My partner and I each have one main question we ask when decision-making. He likes to ask, “what does the business need?” He listens to the business: the employees, the customers, and the numbers to understand what decision makes the most sense for the business and employees (you being one of the valuable employees). I like to ask myself, “how can I use my superpowers to get the business to the next level?” We climb ladders rung by rung. For me, it’s easier to take action to get to the next milestone, so while I have Big Financial Goals, I like to take action on short and medium goals that align with my Big Financial Goals.
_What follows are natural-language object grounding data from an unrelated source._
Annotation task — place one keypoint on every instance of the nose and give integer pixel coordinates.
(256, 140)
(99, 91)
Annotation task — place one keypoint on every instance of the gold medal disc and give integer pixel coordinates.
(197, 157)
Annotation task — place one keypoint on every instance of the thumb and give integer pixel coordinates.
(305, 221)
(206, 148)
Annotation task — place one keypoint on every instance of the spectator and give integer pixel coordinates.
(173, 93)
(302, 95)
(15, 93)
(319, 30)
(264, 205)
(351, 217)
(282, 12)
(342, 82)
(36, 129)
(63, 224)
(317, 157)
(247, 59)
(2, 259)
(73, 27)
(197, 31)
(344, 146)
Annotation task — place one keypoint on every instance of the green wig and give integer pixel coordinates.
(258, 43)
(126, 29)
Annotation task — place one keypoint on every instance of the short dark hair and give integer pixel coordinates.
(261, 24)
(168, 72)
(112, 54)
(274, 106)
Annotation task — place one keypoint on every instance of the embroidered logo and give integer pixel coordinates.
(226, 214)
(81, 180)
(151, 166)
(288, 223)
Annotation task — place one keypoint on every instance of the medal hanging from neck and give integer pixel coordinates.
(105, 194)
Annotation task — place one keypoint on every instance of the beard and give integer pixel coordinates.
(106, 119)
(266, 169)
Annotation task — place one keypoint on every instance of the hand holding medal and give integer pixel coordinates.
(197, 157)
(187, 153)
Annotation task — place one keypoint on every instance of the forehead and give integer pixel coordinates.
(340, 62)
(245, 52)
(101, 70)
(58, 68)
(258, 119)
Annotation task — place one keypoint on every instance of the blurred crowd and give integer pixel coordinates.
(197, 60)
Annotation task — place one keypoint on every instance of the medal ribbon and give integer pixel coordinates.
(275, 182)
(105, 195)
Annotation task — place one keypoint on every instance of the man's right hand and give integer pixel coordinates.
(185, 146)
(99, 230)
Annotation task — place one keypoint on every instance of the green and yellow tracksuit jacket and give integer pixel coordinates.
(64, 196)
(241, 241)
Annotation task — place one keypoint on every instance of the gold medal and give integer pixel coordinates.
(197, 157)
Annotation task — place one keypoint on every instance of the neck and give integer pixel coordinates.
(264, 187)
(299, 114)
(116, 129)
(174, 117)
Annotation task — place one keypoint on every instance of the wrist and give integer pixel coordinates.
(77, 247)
My partner and I share a business philosophy around the full-circle of the business. “If the business takes care of the employees, the employees will take care of the clients, and the clients will take care of the business.” This helps stay focused on roles and responsibilities within the business.
3 – Having the Right Systems and Tools
How are you going to measure success? What does success look like? When you start there, you can build the right financial foundation and tools for your business. We don’t need to track every data point if we are not going to make decisions based on the data.
For personal finances, I like tracking my Net Worth. Net Worth = Assets – Liabilities. Assets include cash on hand, investments, anything you own that you could sell for money. Liabilities are debts like a mortgage, car payment, or student loans. I emphasize tracking net worth instead of a budget because it shows the value of assets and reduces stress on taking on intentional debt.
In business financials, choose cash-based or accrual-based accounting based on your business type. And have basic financial forms like a Profit-Loss Statement and Balance Sheet. As you better understand how money moves in your business, you can make more confident decisions.
4 – Focus on Revenue Generating Activities
Money likes to flow and we want it to flow to you personally and professionally; so we need revenue! One of my former coaches labeled revenue generating activities as Hare and Tortoise Activities.
A Hare Revenue Generating Activity is a quick action you can take for quick results, like having a sale or following up on warm leads.
A Tortoise Revenue Generating Activity is the long-game. It may not provide quick results but it will be quality results over time. These could be drip campaigns on your newsletter. One opportunity that came to me in business was from someone who saw me speaker 18 months earlier!
You want to have a healthy mix of hare and tortoise activities. If you focus all on the Hare, you will tire out. If you focus all on the Tortoise, you may not have enough runway for your business to succeed.
The same goes for your personal finances too. Some Hare activities can be reducing your spending and a Tortoise activity could be saving up for a down payment on a house.
5 – Start with The End in Mind
For your personal finances, you are looking at a lifelong relationship. Your long-term goals will last a lifetime. You should be thinking about retirement, long-term care, even your funeral. Yes, I already went through an exercise on funeral planning and it was a great experience. You can also make some short-term goals and action for quick wins.
In your business, there will be an exit. There’s a high probability you will not own your business until the day you die (whoa, this blog became a little morbid, pretty quick but it’s just for illustrative perspectives), so you should have an exit strategy or a succession plan. If this is a family business, are you going to pass it on to a family member? Do you see your business being sold or acquired? Or will you shut your business down when you are done with it? There is not a right or wrong way to do it, it’s really about your goals and your journey.
Start where you are. Decide which one of these lessons you want to infuse into your personal or business finances and take action. As you increase your financial literacy and financial confidence, you will naturally take bigger risks and money moves to achieve your Big Financial Goals and have fun on your financial journey.